The union claims that this story “confirms” that “tech companies have looted the studios’ intellectual property — a vast reserve of works created by generations of union labor — to train their artificial intelligence systems.” The union alleges that now, having wrested this information, tech companies are attempting to “sell back to the studios highly-priced services that plagiarize stolen works created by WGA members and Hollywood labor.”

The union leaders also refer to an article in its collective bargaining agreement with major studios that it argues “requires the studios to defend their copyrights on behalf of writers.”
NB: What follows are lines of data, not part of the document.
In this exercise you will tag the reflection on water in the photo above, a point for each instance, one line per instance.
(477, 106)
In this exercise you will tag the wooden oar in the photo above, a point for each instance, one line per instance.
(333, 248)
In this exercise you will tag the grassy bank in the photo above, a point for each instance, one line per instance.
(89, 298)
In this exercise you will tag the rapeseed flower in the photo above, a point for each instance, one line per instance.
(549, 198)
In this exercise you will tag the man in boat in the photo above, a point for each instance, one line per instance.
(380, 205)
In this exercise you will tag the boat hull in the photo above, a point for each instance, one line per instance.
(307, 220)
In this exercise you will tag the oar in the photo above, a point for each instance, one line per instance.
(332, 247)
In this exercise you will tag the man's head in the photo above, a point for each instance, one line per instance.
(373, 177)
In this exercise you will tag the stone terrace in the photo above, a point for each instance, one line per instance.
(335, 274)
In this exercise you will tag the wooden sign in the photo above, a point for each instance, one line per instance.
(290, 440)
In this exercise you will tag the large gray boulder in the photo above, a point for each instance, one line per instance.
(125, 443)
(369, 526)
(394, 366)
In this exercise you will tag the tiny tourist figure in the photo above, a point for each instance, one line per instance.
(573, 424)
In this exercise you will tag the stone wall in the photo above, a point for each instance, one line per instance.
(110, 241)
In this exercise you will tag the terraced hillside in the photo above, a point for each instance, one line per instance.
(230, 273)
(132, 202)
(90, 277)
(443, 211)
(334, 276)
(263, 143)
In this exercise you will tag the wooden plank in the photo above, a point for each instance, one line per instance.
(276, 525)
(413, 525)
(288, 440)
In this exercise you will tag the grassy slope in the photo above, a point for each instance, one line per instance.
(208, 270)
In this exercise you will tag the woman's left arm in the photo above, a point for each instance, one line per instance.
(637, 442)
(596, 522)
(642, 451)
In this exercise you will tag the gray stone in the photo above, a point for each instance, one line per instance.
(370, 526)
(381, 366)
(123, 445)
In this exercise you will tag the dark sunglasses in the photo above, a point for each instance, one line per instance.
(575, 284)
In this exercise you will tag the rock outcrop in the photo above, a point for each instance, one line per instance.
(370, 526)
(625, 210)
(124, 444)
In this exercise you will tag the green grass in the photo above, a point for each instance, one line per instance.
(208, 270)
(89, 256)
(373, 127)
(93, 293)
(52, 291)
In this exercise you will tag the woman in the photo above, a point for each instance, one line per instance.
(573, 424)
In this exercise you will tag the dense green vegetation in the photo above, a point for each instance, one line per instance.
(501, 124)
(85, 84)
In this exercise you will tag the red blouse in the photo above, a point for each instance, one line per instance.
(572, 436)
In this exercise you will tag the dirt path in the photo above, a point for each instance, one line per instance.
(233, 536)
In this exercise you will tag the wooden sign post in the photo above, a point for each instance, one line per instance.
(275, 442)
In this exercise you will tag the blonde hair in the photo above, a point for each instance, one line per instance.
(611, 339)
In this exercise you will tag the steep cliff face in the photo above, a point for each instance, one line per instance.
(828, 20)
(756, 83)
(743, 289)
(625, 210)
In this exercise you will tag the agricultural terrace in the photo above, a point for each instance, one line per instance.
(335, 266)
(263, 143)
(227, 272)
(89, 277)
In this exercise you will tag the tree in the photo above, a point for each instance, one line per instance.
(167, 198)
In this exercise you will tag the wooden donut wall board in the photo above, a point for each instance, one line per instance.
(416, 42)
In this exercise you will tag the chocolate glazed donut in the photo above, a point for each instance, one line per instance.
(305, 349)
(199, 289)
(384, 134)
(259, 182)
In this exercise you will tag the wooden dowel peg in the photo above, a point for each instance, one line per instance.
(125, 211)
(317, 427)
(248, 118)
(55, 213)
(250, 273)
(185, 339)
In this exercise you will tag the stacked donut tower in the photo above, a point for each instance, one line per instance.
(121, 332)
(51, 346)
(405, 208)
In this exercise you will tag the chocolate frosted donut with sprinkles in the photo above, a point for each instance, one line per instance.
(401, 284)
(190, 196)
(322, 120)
Read the letter in full below.

The November 18 Atlantic article “There’s No Longer Any Doubt That Hollywood Writing is Powering AI” confirms what was already clear to so many: tech companies have looted the studios’ intellectual property—a vast reserve of works created by generations of union labor—to train their artificial intelligence systems. Having amassed billions in capital on this foundation of wholesale theft, these tech companies now seek to sell back to the studios highly-priced services that plagiarize stolen works created by WGA members and Hollywood labor.

The studios, as copyright holders of works written by WGA members, have done nothing to stop this theft. They have allowed tech companies to plunder entire libraries without permission or compensation. The studios’ inaction has harmed WGA members.

The Guild’s collective bargaining agreement—the MBA—expressly requires the studios to defend their copyrights on behalf of writers. MBA Article 50 provides that the studios hold “in trust” rights reserved to certain writers of original works. Writers who have separated rights in those works under Article 16.B retain all other rights in the material, including the right to use the works to train AI systems. As holders of those rights in trust, the studios have a fiduciary obligation to protect against the unauthorized use of the works for AI training purposes.

It’s time for the studios to come off the sidelines. After this industry has spent decades fighting piracy, it cannot stand idly by while tech companies steal full libraries of content for their own financial gain. The studios should take immediate legal action against any company that has used our members’ works to train AI systems.